RheinVision was built in 1995–1996 by the Dutch Shipyard De Hoop in Rijnwaarden. She was laid down in November 1995, and launched on 1 June 1996. RheinVision was delivered on 30 June. On 5 July she was christened in St. Goarshausen by Kirsten Treibisch, who called her after the Lorelei. Loreley was the fourth boat of the Köln-Düsseldorfer that bears this name. From July 6, the boat was employed in scheduled service on the Middle Rhine between Koblenz and Rüdesheim am Rhein. On 18 September 2003 Harald Schmidt aired his television show from aboard RheinVision.
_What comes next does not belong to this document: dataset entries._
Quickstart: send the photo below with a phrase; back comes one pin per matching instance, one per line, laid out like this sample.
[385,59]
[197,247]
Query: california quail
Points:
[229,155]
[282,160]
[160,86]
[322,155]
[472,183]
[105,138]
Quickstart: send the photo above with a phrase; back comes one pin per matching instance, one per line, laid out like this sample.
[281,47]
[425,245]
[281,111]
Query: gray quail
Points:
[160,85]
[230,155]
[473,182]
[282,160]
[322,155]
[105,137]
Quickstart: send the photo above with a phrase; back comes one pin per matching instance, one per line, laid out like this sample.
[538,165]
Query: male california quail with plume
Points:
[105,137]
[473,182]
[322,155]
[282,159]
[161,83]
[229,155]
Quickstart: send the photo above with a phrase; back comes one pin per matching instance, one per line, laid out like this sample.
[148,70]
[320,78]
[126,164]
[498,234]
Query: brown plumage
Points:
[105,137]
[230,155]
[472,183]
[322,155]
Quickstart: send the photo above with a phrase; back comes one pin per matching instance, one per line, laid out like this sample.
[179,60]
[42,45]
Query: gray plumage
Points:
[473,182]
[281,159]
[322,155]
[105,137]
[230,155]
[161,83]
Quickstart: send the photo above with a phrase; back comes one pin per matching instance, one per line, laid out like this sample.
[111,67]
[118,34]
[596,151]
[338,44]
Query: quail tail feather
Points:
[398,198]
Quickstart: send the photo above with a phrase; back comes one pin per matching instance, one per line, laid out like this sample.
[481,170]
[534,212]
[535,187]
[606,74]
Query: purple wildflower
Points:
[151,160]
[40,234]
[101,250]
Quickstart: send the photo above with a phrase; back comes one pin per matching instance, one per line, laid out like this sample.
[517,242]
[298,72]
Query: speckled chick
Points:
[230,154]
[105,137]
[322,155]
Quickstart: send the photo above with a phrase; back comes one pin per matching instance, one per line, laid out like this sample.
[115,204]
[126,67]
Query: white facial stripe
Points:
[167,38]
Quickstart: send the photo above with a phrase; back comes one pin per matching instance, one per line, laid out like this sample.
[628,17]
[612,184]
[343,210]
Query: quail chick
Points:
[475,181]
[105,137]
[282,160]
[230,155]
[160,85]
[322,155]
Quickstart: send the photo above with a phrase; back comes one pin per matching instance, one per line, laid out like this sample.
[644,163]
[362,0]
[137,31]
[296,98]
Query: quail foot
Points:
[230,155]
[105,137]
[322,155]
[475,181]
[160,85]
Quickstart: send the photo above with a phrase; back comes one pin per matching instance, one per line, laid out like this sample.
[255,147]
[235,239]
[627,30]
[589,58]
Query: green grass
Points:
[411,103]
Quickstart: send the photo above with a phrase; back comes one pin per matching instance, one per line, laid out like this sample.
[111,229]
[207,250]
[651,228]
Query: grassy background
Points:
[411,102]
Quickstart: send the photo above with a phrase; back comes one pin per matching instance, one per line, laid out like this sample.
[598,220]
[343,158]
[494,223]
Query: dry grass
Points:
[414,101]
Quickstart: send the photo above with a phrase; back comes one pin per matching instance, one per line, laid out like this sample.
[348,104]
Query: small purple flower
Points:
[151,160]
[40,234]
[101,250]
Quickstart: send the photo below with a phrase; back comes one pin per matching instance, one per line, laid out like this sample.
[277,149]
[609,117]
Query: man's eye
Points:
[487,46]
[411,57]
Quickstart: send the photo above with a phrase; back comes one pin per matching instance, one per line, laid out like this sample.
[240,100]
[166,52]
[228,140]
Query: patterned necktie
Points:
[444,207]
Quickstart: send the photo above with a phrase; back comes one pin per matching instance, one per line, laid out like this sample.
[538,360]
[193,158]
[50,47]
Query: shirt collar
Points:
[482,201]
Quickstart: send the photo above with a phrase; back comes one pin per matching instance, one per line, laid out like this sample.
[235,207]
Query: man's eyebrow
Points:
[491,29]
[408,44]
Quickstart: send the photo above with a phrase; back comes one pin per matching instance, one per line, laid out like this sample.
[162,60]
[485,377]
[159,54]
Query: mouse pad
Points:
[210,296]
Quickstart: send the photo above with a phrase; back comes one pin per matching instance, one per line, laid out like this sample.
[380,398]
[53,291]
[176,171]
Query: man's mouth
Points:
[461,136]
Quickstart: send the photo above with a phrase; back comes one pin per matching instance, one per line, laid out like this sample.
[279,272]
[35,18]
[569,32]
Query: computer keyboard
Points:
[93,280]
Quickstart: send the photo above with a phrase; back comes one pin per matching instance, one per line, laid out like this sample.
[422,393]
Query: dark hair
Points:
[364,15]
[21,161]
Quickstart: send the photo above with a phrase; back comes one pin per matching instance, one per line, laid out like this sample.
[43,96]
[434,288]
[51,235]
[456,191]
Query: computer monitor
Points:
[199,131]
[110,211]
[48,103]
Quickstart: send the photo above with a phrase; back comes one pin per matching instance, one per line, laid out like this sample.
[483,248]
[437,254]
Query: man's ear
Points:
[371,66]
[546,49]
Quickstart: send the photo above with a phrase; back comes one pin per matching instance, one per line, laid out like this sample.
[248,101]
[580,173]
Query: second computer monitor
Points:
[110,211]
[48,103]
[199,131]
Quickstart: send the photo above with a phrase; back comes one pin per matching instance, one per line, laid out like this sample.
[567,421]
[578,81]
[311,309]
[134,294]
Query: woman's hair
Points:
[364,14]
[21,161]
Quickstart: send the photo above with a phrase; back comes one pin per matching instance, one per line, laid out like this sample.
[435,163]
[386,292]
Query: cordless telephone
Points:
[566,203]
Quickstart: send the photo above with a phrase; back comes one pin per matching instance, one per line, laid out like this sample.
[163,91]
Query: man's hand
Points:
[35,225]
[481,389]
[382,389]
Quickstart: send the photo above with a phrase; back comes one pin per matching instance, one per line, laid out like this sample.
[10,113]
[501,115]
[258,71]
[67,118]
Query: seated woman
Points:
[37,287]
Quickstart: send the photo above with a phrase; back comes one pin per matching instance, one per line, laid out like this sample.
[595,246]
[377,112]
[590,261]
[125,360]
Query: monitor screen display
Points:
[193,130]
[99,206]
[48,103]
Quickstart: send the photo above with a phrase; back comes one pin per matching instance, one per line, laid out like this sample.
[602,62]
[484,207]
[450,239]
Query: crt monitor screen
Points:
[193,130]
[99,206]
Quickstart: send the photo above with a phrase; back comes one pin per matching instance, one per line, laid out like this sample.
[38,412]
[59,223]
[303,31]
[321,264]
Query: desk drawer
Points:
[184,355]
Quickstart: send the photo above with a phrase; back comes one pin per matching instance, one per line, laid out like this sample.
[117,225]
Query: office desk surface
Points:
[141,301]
In late September 2003, the level of the Rhine was extremely low. On 28 September RheinVision set out for a scheduled trip from Rüdesheim to Koblenz. Near the Lorelei, the rock whose name she bore, RheinVision (still called Lorely back then) hit the ground with both propellers. The damage rendered the boat unmaneuverable. The captain was able to reduce her speed with use of the bow propeller, but she was nevertheless beached near Rhine kilometer 553.7, while running at about 15 km/h. 41 of the 349 guests complained about injuries. 5 guests were hospitalized. The others were treated on site. A state investigation ruled out any technical defect, and the KD blamed the accident on the extremely low water level of only 1.44 m. On 25 November the government then released the boat for further service. However, RheinVision had suffered so much damage, that a new bow section was ordered at Shipyard De Hoop. The Kölner Werft in Mülheimer Hafen then joined this section to RheinVision.

In December 2008 RheinVision was sold to the 100% KD subsidiary KD Europe S.à r.l in Luxemburg. She was next registered in Valletta auf Malta in January 2009. All this was only an administrative reality, because RheinVision was never intended to go near Malta, and would stay on the Rhine.